Last night I read both Ayn Rand's novel Anthem and the penultimate Ibsen play: John Gabriel Borkman. The latter is a strong play for Ibsen's later efforts, with quite a bit of irony and even some comedic elements. Once again we find some of his major themes (the folly living through others, the importance of independence, the evasion of honesty in living), with the focus this time being on Borkman's son Erhart, whom Borkman, his wife Gunhild, and Gunhild's twin sister Ella all pin their hopes and lives on. Erhart will have nothing to do with it and leaves them all in the lurch by running off with a strong-headed, fun-loving, thirty-something divorcee named Fanny Wilson (why is it that so many of the life-loving characters in Ibsen's plays come from outside Norway, usually it seems from England or America?). Erhart and Wilson recognize that their relationship may not last forever, but as he says "I only want the chance to live" -- a chance he was always denied by his suffocating family. So I have one more Ibsen play to read: When We Dead Awaken, the last play he wrote (in 1899). By the way, I'm reading Ibsen's prose dramas in the translations by Michael Meyer, which I have found to be the most natural translations of Ibsen's plays into English.

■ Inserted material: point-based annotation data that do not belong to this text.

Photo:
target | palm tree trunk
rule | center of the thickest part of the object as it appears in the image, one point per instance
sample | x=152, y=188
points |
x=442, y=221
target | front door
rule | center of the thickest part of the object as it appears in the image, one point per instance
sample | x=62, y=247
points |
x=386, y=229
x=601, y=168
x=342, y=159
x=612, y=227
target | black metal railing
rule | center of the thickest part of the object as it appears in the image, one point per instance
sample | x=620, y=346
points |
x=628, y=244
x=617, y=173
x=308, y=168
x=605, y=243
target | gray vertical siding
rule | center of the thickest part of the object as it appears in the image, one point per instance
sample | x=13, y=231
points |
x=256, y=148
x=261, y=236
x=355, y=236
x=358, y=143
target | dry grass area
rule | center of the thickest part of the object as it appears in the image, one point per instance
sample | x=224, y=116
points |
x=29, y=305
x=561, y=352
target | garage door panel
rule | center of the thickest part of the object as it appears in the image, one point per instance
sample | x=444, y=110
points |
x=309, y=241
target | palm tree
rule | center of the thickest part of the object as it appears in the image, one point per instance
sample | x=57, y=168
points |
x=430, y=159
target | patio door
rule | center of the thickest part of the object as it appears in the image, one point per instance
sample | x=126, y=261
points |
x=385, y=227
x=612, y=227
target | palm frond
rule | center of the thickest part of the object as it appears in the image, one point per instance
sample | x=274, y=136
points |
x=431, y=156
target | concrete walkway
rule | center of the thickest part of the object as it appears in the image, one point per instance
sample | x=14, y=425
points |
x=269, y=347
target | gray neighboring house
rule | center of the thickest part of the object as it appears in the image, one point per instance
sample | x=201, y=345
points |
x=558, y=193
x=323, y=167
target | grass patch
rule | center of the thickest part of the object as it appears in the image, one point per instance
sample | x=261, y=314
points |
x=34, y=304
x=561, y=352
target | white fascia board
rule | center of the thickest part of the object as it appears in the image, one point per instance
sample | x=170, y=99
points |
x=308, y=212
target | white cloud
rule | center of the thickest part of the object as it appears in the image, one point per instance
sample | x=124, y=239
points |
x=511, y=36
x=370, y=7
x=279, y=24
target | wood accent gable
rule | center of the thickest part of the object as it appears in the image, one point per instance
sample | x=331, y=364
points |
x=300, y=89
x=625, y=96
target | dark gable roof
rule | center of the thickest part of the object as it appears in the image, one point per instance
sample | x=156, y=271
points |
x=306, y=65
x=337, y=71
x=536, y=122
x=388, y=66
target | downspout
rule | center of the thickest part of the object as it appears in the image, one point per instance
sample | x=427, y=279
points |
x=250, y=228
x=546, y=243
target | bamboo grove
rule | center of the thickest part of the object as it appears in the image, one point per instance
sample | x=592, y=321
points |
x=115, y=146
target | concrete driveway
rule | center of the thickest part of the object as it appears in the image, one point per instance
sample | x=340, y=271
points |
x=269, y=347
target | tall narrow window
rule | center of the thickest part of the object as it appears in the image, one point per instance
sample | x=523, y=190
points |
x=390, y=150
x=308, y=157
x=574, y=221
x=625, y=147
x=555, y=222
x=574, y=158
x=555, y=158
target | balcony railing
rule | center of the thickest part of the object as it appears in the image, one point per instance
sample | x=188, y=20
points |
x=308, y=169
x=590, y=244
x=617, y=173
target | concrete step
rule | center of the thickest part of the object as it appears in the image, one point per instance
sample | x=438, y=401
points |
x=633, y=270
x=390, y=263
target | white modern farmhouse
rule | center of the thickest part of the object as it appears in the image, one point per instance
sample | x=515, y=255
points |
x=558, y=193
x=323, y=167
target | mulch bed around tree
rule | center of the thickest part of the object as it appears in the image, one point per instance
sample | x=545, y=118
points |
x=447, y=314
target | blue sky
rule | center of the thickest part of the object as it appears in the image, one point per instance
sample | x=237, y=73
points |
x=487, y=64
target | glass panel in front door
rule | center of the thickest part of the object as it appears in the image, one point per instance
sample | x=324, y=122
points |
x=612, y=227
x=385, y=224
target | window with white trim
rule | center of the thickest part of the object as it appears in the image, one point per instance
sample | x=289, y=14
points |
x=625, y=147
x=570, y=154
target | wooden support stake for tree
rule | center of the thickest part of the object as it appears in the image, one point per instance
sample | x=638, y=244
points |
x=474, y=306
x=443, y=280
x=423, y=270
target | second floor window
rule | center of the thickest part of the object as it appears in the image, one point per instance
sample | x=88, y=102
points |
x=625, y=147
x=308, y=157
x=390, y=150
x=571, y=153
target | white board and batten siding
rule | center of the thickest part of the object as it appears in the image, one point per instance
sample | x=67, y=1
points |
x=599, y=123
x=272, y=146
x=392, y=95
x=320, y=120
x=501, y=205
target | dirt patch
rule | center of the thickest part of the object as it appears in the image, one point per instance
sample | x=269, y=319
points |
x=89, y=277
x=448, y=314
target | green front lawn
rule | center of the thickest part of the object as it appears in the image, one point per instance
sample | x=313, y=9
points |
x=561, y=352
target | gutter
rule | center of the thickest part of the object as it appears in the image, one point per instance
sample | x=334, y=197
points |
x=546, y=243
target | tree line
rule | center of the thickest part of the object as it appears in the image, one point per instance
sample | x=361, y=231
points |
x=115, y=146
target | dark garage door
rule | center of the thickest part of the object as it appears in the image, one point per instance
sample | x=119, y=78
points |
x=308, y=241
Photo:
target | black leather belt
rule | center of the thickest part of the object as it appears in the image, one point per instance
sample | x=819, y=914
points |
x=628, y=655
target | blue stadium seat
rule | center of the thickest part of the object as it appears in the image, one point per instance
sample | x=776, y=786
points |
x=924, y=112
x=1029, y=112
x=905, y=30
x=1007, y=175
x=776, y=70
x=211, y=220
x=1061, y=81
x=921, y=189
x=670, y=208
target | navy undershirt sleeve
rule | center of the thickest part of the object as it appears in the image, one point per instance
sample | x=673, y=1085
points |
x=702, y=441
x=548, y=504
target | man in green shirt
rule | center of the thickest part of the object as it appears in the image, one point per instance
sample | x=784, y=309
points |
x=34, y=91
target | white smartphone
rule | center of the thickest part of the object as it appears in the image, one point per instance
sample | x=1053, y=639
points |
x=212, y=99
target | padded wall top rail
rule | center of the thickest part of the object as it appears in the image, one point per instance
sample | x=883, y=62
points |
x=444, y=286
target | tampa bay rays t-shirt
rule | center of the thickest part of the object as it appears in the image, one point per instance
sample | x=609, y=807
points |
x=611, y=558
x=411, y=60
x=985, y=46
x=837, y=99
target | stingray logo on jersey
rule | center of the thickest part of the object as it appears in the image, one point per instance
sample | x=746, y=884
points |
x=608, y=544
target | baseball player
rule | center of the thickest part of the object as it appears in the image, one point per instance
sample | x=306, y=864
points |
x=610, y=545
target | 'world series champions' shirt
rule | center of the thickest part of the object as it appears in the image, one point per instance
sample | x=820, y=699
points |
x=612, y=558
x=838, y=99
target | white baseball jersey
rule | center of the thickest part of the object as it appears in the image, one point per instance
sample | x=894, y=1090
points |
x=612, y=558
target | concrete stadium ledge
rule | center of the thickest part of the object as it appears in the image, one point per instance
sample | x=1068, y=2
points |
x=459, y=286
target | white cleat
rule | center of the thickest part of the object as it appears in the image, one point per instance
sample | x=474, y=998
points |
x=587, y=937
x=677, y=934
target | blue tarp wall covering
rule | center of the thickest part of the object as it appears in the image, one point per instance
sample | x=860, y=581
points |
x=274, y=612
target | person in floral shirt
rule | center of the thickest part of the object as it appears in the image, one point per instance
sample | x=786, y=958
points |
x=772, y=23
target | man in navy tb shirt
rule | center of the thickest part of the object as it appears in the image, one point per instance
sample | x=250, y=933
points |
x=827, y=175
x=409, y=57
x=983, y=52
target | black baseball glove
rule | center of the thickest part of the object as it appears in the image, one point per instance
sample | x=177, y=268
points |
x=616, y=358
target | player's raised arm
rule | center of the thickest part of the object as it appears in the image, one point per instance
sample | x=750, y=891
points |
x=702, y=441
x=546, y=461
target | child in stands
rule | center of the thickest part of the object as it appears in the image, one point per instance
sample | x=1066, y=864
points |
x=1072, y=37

As for Anthem, on re-reading it for the umpteenth time so soon after reading Christopher Collins' analysis of Zamyatin's novel We, it strikes me that other than some surface-level similarities between the two novels (both are set in far-future dystopias, have characters with numbers instead of names, are narrated by their protagonists in diary form, etc.), they really are quite different. That's not to say that Rand wasn't influenced by Zamyatin, because I think she was. Indeed it's quite possible that some aspects of Anthem are intended as refutations of some of Zamyatin's premises -- I'm thinking specifically of the lack of technology in Anthem as opposed to the advanced technology present in We, which the latter has in common with 1984. But there's more to chew on here....

Now playing: Renaissance, Tales of 1001 Nights. After Yes, Renaissance is my favorite rock band -- though with their creative mix of rock, folk, and classical it's perhaps not quite right to call them a rock band. I think of them as "progressive folk". Right now I'm listening to a song of theirs about Solzhenitsyn -- not your typical rock'n'roll fare!